The good news of Jesus Christ boldly declares that we move from Adam’s storyline of death to Jesus’ storyline of life through God’s grace.
“So we too may walk in newness of life” (v. 4): Now the first summary transition in response to Paul’s first rhetorical question concludes by stating that we share through God’s grace in Jesus’ newness of life.
The full expectation of the grace that we have received from Jesus is that we will actually move from death to life. And that glorious realization is only amplified when we realize that this move is not only one of anticipation, but is actually one of present realization as we enter his death and new life now!
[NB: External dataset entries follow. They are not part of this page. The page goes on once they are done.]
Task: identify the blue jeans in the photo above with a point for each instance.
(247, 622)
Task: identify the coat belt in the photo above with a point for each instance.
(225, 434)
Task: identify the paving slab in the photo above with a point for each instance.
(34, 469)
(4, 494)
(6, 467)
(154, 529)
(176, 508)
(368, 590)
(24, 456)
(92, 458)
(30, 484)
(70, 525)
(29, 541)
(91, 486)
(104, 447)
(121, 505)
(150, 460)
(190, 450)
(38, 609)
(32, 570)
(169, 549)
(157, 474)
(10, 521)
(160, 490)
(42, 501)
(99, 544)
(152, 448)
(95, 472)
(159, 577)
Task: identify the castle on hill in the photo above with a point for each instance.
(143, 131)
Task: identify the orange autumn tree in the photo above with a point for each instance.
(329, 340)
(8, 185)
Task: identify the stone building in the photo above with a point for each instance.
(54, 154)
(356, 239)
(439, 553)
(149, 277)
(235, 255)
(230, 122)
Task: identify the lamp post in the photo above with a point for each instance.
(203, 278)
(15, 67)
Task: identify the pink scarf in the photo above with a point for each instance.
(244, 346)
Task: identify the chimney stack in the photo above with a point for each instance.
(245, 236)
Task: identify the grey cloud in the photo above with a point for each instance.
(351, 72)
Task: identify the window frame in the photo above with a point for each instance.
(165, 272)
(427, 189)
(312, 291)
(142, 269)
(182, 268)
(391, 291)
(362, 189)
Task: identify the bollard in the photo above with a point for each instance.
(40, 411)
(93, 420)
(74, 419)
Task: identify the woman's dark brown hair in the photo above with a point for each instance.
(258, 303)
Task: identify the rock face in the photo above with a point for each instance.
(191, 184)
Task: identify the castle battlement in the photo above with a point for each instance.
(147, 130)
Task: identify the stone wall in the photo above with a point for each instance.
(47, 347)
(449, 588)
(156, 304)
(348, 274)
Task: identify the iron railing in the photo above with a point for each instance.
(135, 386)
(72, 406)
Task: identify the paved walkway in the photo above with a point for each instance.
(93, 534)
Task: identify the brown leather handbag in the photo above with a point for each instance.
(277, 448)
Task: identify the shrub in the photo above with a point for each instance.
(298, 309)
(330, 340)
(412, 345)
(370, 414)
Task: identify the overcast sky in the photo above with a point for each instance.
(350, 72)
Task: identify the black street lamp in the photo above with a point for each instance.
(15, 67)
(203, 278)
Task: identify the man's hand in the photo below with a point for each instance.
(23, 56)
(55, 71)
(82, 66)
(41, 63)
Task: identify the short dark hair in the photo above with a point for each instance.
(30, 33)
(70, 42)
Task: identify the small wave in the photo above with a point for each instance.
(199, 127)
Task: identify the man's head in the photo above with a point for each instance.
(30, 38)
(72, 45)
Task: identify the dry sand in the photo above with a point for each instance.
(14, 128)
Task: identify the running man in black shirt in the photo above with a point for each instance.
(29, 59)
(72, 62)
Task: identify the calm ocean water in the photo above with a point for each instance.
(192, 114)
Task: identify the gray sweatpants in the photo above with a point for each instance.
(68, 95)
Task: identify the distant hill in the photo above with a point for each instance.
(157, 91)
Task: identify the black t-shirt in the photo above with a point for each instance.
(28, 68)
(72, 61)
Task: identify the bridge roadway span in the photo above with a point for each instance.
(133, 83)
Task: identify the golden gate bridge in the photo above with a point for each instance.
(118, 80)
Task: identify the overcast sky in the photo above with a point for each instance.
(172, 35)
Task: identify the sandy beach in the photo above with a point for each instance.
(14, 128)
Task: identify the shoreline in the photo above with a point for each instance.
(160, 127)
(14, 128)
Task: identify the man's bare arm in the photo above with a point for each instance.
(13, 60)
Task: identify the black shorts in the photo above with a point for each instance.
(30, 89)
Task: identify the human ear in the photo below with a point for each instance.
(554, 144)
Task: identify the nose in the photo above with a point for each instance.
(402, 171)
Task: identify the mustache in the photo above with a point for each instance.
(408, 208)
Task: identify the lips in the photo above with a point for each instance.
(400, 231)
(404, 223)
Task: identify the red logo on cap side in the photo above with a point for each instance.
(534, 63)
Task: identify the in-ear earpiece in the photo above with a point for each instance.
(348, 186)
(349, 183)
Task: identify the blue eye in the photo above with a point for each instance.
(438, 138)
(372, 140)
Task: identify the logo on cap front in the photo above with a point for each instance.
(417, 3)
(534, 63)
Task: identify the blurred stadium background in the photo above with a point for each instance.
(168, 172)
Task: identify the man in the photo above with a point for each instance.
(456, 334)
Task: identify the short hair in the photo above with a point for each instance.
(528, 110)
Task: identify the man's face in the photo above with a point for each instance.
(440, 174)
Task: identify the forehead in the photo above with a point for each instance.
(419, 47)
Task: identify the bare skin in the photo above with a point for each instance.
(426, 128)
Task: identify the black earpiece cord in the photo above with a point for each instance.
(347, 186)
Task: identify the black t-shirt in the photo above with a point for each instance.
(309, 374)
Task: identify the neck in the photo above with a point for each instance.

So then the struggles and temptations that we face in this life, and the sins that we mortify now, are only evidence and proof to us of what we are receiving when Jesus returns again “in the glory of the Father”!

We Too May Walk In New Life!

Now the reason why Paul illustrated Abraham’s story in chapter 4 before illustrating Adam’s story in chapter 5 becomes, I think, immediately clear: in a very real way, Adam prefigures Egypt’s “house of bondage”, and all humanity stands with Israel as slaves in Adam to sin and death. Therefore, God’s promises to Abraham prefigure Israel’s deliverance from Egypt into the promised land through the sea.
Our baptisms into Christ, then, parallel Israel’s baptism into Moses:
1 Corinthians 10:1–4 CSB
1 Now I do not want you to be unaware, brothers and sisters, that our ancestors were all under the cloud, all passed through the sea, 2 and all were baptized into Moses in the cloud and in the sea. 3 They all ate the same spiritual food, 4 and all drank the same spiritual drink. For they drank from the spiritual rock that followed them, and that rock was Christ.
1 Corinthians 10:6 CSB
6 Now these things took place as examples for us, so that we will not desire evil things as they did.
1 Corinthians 10:9–12 CSB
9 Let us not test Christ as some of them did and were destroyed by snakes. 10 And don’t grumble as some of them did, and were killed by the destroyer. 11 These things happened to them as examples, and they were written for our instruction, on whom the ends of the ages have come. 12 So, whoever thinks he stands must be careful not to fall.
So the grace of God that has been shown to us through Christ has really and effectually delivered us from sin’s bondage. But this deliverance requires a new way of thinking and living.
This will be described next week:
Romans 6:11 CSB
11 So, you too consider yourselves dead to sin and alive to God in Christ Jesus.
The good news that we celebrate every week is that through Christ we may also now live new life!